Re: Help with second track
Posted: Tue May 01, 2012 10:26 pm
Thanks Steve - appreciate you taking the time....I was telling TREBOR the other gentleman helping that what i COULD do, is plug my picked up acousticguitar into channel 1, of my M-audio moblepre hardware interface, then on channel 2 i could mic it with an external vocal/audio mic or something,and voila. I was telling him I am so new to this recording stuff,adn a brain injury doesn't help!steve wrote:If you record with a single microphone, or a single plugged in guitar, or any other "single channel" input, the recording is "mono". That's what "mono" means - there is only one audio channel.
A mono recording may be on a single (mono) track, or it may be duplicated so that it is on two channels, but it is still "mono".
If you play a CD of an old (mono) recording then your CD player will play 2 channels.

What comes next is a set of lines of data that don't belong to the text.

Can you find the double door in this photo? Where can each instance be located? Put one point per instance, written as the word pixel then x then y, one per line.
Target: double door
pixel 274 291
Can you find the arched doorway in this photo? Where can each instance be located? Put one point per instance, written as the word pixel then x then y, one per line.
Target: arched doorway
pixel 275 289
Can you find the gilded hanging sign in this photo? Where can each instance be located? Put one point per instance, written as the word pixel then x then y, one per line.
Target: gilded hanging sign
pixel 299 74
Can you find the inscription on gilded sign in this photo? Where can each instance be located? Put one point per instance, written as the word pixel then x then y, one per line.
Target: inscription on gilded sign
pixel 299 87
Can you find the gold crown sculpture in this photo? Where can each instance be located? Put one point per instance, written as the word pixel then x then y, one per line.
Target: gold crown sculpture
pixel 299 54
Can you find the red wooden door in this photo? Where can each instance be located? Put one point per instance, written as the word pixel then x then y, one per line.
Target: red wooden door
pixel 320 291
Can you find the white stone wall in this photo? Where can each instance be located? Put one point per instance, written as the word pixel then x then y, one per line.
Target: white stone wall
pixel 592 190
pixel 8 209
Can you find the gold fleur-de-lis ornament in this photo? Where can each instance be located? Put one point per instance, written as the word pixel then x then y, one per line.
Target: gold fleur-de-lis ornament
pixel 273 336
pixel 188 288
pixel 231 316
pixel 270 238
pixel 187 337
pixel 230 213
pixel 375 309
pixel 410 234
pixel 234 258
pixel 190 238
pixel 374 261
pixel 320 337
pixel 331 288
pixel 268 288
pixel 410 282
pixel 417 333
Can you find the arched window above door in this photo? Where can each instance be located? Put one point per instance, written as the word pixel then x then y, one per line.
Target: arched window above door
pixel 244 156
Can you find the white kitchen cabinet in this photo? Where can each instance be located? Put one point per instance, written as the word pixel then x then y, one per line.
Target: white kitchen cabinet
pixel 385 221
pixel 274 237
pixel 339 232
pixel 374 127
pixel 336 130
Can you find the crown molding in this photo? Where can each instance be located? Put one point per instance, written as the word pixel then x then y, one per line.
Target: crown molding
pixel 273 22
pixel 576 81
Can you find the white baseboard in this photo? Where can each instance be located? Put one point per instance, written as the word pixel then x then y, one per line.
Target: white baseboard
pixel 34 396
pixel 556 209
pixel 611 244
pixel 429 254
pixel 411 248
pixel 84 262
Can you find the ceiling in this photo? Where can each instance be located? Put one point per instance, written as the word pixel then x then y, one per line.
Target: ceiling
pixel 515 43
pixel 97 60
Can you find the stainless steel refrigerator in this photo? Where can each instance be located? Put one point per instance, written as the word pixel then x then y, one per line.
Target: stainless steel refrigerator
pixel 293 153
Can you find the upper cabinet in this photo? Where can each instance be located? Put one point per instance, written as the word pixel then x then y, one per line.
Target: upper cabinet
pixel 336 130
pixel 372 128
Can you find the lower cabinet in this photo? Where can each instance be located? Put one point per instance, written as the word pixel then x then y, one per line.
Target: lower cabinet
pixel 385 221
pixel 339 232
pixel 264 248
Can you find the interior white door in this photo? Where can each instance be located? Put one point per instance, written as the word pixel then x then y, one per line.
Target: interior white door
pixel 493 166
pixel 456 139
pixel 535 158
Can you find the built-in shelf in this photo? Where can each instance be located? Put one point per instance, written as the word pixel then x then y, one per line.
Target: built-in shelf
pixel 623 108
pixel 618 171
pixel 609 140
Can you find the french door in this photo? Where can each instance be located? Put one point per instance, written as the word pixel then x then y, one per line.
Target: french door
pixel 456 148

Normal audio CDs always have 2 channels (left and right), but if the original recording is a mono recording then both left and right are identical - it is "2 channel mono".
If you make an audio CD from a mono recording the CD burning program will (*should) automatically duplicate the mono onto both left and right channels - the recording is still mono, but it is on 2 channels because the audio CD format specifies that the audio should always be 2 channels.
(* some very old CD burning programs could not handle making audio CDs from mono audio files but all modern CD burning software should be able to handle mono correctly.)
steve wrote:For "true" stereo, the sound coming out of one speaker is different from the sound coming out of the other.
An example of this may be if you record a guitar and a vocal you may want it to sound as if the guitarist is a little to the left of centre and the singer a little to the right of centre. Even though the guitar track and the vocal track are both single channel (mono) tracks, you can create a "stereo mix".
To do this you would "pan" the guitar track a little to one side, and pan the vocal a little to the other side.
("pan" is like the "balance" control found on many stereo players - it shifts the sound left/right across the stereo field. In Audacity there is a "pan" slider on the left end of each audio track. See here: http://manual.audacityteam.org/man/Audio_Tracks#panel )
If there are off-centre tracks, then when you Export the finished project Audacity will automatically mix down the tracks to a single stereo track.
If you want the recording to sound as if the player is dead centre then there is usually no point in using two channels for a mono recording because it just requires twice as many data bits but sounds identical (each "bit" or data is duplicated).